Hungary’s state debt will fall this year despite a slightly weaker-than-expected currency, Mihály Varga, minister for National Economy, said in an interview with Figyelo.
According to Reuters, about a quarter of Hungary’s debt, which equated to 74.7 percent of gross domestic product (GDP) in 2015, is denominated in foreign currency and so impacted by the exchange rate.
The Hungarian government sees economic growth accelerating to over 4 percent in the next two years, it said earlier this week.
The government has signed an agreement with private sector employers on big hikes in the minimum wage for the next two years in return for cuts in payroll taxes and a reduction in corporate tax to a flat 9 percent.
Minister Varga told Figyelo the wage increases would boost consumption and lending in 2017-2018.
He also said the government could restart the manufacturing of weapons as part of its plan to boost the country’s defense capabilities and defense industry.
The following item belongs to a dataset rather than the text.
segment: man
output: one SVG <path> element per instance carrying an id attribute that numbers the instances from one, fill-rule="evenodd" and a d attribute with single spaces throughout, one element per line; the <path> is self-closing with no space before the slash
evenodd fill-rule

Varga also said Hungary was not planning a significant foreign currency bond issue but “the possibility cannot be excluded.” The government is expected to unveil its 2017 debt financing plan before the end of the year.
The minister also said several banks, both Hungarian and foreign, had signalled an interest in state-owned Budapest Bank but were unwilling to pay the price of around 700 million USD that the government paid for the bank. He said Budapest Bank could still be sold in the first half of 2017.